Просто удивительно, какой положительный смысл мы вкладываем в глагол «очеловечивать»! «Делать более уступчивым, более сговорчивым, легко поддающимся обработке и знакомым» – вот как это слово интерпретировалось в XVII веке, что возвращает нас к более ранней концепции человека как Божьего надсмотрщика над всей остальной природой. Вот почему мы такое большое значение придаем способности разных птиц и зверей быть управляемыми. Как же иначе смог бы один из наиболее обособленных и агрессивных видов птиц («никогда два кролика не живут под одним кустом») стать несопоставимо популярнее всех прочих и самым сентиментальным образом воспеваться в европейском фольклоре? Беда, ясное дело, заключается в том, что человек продолжает играть не просто роль управляющего природой, а скорее роль нацистского штурмовика или рабовладельца и соответствующим образом относится ко всей той обширнейшей части природы, которая не желает подвергаться пресловутому «очеловечиванию» или служить для человека «скатертью-самобранкой».

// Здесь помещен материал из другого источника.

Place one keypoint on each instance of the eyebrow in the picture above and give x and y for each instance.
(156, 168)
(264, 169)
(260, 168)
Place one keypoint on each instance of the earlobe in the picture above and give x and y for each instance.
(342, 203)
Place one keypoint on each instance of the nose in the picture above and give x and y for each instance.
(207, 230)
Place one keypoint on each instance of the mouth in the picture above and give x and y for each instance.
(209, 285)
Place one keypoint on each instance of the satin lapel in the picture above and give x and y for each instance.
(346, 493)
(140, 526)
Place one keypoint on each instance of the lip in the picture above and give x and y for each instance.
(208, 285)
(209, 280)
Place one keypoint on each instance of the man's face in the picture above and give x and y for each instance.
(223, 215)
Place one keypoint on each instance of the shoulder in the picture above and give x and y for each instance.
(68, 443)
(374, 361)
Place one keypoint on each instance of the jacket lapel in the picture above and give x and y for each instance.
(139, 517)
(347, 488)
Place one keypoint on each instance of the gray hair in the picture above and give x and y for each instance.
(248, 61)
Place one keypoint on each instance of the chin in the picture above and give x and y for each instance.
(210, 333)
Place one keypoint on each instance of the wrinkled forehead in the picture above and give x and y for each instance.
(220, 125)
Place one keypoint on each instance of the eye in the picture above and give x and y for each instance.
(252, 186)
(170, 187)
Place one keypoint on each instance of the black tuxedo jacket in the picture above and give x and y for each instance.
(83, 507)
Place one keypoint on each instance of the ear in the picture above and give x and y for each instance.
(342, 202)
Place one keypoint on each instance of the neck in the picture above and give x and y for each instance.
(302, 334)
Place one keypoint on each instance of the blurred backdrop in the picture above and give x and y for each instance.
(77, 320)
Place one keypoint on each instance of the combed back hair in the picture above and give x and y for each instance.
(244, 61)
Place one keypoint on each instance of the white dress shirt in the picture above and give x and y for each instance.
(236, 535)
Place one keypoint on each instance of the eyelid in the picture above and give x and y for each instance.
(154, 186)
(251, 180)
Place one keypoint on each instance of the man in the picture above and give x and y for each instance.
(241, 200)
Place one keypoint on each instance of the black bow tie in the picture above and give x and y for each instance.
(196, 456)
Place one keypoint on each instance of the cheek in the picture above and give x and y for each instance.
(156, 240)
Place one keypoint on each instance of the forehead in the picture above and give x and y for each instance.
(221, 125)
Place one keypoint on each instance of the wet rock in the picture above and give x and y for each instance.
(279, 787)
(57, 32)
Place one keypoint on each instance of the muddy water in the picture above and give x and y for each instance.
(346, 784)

Единственным достойным предметом для изобразительного искусства во времена Томаса Блаунта был человек и творения человека – города, дома, войны, празднества, боги (впрочем, даже последние должны были подлаживаться под представления человека о себе самом!). Я был просто потрясен всем этим на недавней выставке «Гении Венеции», состоявшейся в Лондоне. Критики-искусствоведы, как и многие мои друзья, похоже, единодушно сочли, что это поистине великолепная выставка. А на меня она произвела весьма печальное впечатление – именно потому, что она так агрессивно ставила человека в центр всего сущего. Я не помню ни одной картины с этой выставки, которая каким-либо особым образом не подчеркивала бы, что пейзаж и природа – это просто parergon, этакий фон, «задник». Многие художники, как в произведениях XVI века, так и в более поздних произведениях, представленных на выставке, даже не задумывались об этой «постылой» составляющей своих живописных полотен, а использовали своих учеников или наемных помощников, чтобы те дорисовали за них эту «неинтересную» часть картины.